Enter the tornado- again. My nurses were great they listened to me before the surgery and gave me meds so I wasn't sick from the anesthesia. What wasn't taken into account was the reaction to one of the medications I got. Apparently either anesthesia makes my heart very unhappy or pain meds do- who knows. But I spent the next 5 hours in the ICU until with an out of control heart rate that averaged 160 bpm even after 3 doses of a medication to lower it. The tornado was recking havoc on me once again. All I could do was lay there semi -up right and feel my heart race, and shake. My nurses never left my side. Like any other tornado it finally ran out of steam and blew away with time, as did the out of control heart rate. They finally let me see the Father of All Things again after 4 hours, at one point they let him see me, but then soon shooed him out with out many answers.

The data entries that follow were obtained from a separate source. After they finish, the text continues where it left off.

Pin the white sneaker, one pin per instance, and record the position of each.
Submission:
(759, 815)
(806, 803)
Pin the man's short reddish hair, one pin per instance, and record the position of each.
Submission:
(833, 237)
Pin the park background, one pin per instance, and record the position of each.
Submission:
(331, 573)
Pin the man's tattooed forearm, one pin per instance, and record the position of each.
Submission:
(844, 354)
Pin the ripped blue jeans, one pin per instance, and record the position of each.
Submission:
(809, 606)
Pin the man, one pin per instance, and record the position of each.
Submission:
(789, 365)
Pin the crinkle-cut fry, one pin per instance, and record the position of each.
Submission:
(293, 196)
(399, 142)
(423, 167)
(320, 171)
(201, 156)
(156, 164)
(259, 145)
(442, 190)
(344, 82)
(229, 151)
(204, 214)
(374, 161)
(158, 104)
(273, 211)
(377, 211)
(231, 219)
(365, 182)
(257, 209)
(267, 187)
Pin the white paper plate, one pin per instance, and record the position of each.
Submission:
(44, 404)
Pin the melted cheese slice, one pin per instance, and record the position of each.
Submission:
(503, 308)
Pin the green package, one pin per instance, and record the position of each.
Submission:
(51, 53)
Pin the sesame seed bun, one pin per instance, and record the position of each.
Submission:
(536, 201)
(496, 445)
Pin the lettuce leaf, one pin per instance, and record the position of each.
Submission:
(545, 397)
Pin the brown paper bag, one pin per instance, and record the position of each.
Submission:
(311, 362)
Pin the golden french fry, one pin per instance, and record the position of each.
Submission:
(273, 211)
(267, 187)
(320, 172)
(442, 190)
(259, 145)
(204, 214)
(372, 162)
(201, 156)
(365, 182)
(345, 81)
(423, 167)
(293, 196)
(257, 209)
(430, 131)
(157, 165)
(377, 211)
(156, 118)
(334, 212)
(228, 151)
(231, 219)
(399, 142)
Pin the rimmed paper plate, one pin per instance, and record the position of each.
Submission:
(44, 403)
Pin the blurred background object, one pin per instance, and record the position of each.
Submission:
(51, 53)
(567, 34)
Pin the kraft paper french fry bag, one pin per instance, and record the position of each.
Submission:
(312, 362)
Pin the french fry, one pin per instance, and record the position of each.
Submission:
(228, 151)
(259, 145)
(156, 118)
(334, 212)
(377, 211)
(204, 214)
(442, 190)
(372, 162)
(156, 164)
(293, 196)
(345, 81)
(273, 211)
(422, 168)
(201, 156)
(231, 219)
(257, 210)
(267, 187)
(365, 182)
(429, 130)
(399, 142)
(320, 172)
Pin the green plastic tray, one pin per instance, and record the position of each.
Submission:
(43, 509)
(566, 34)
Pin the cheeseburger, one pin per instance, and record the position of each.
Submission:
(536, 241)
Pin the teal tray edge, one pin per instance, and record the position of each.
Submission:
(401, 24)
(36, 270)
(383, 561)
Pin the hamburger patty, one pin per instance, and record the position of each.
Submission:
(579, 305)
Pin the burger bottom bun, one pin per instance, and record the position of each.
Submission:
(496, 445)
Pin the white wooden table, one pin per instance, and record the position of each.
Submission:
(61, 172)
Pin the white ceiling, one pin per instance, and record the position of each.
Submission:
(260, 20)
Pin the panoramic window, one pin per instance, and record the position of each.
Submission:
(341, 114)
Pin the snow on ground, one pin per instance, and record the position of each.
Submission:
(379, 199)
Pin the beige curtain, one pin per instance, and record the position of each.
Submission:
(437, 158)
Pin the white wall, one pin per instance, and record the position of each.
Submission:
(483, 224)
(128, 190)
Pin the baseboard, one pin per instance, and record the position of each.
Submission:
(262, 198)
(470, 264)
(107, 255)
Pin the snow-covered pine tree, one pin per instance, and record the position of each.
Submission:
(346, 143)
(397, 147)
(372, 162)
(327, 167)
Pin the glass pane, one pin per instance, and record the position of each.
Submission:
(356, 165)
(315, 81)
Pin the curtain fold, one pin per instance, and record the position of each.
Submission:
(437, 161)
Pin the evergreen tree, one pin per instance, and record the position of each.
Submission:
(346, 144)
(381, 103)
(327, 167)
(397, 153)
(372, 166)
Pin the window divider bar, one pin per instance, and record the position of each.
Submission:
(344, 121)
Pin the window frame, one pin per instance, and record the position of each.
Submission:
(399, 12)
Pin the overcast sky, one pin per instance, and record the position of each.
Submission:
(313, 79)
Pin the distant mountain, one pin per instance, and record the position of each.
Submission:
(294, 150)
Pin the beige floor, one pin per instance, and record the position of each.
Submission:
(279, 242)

I got to go to a normal recovery room when my heart rate finally reaches 110 bmp- mind you I went into the surgery  at a stressed and nervous rate of 85. That is when the itching started, again something did not agree with my body and I itched my self silly, ok I itched my self until I bled. But I did get to go home after an hour in there and I ate something.

On the drive home I was never so itchy or so happy to be going home. I breathed a sigh of relief, I knew that finally I left the tornado behind, and there was for sure a huge path of destruction it left behind. And i could focus on that, and keep glancing back and wondering what if, but if I were to do that then I would have missed the rainbow up ahead of me. So like any tornado it was violent, it was destructive, but it also made me realize that I have  rock solid base, that IS tornado proof. My base is made of up of many family and friends that are stronger than any mere passing wind- no matter how scary it might seem at the time. So I am heading towards that rainbow, and how knows what is at the end of it? Maybe a pot of gold yet  ; )

So unlike a rollercoaster it was not something fun that I want to try over again. But like a tornado it is something that I can not avoid, could not have predicted, and could not change the outcome. In the end it was not fun but I am stronger for it, just like the towns that survive a tornado we will move forward and enjoy the rainbow we got a glimpse of.